La situation est bien malheureuse, car, depuis l’année dernière, l’Albanie semblait commencer à satisfaire aux exigences de l’Union européenne, en grande partie grâce à l’adoption d’une nouvelle loi électorale, rédigée avec l’aide substantielle de la communauté internationale.

Cette nouvelle législation revoit la façon dont le président de la CCE est élu ainsi que le processus de compilation des listes d’électeurs, prévoit de nouvelles technologies, renforce l’indépendance du collège électoral et augmente les sanctions en cas de non-respect des règles électorales.

À quelques semaines des élections, personne, en Albanie ou ailleurs, n’est certain de la façon dont les choses vont évoluer, surtout au vu de l’impasse dans laquelle se trouvent le parlement et les partis politiques pour reformer la CCE afin qu’elle soit au complet.

Si les spéculations du représentant des États-Unis pour l’Europe centrale et du Sud parle d’un report des élections.

D’autres élaborent des scénarios cauchemardesques où les élections ont lieu, sont annulées, contestées, ou encore envisagent une situation où la CCE ne dispose pas du quorum pour se prononcer. L’Organisation pour la sécurité et la coopération en Europe est évidemment concernée et envisage de renforcer ses équipes, déjà conséquentes, d’observateurs

Il est évident que l’Albanie doit sérieusement revoir son mécanisme de désignation des membres de la commission électorale qui mène inévitablement à de la partisanerie.

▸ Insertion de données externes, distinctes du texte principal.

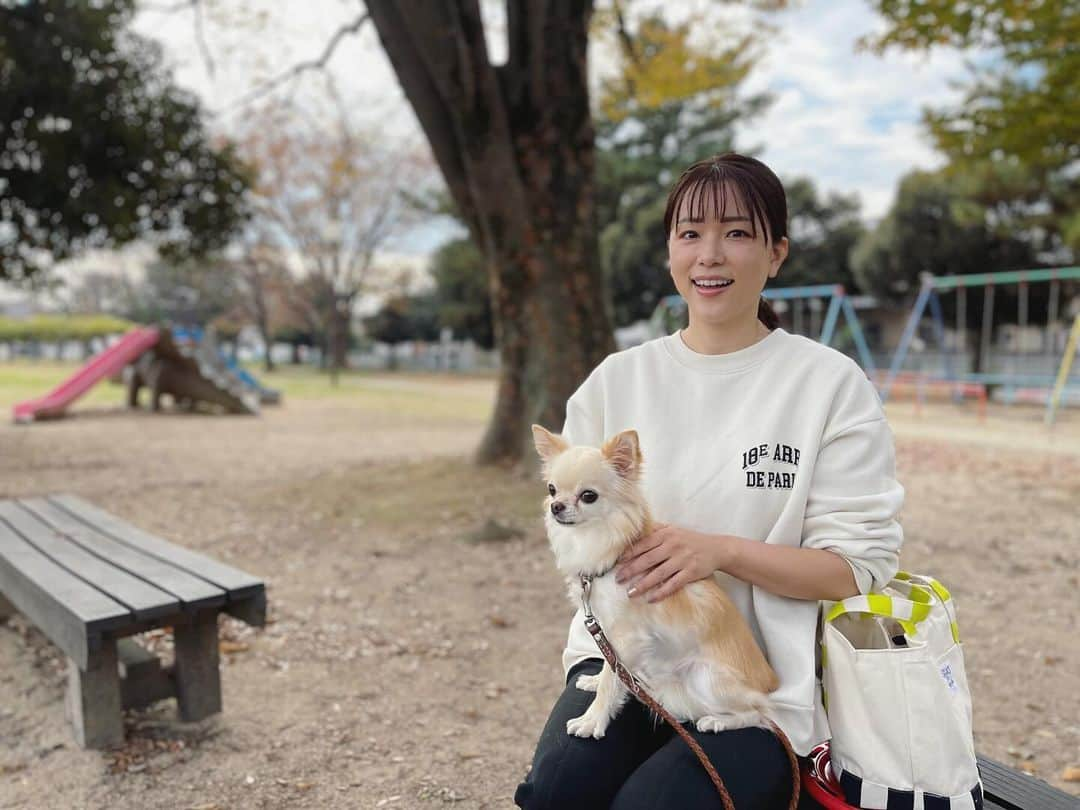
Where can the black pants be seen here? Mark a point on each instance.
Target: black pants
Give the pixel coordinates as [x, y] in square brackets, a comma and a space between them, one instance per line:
[640, 764]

Il faut aussi qu’elle remette sérieusement en cause son processus politique et sa situation politique, polarisée et parfaitement non fonctionnelle.

Plus largement, si l’Albanie désire atteindre son objectif de rejoindre l’Union européenne sans délai, il ne lui reste que quelques jours pour montrer au monde qu’elle adhère sérieusement aux principes démocratiques.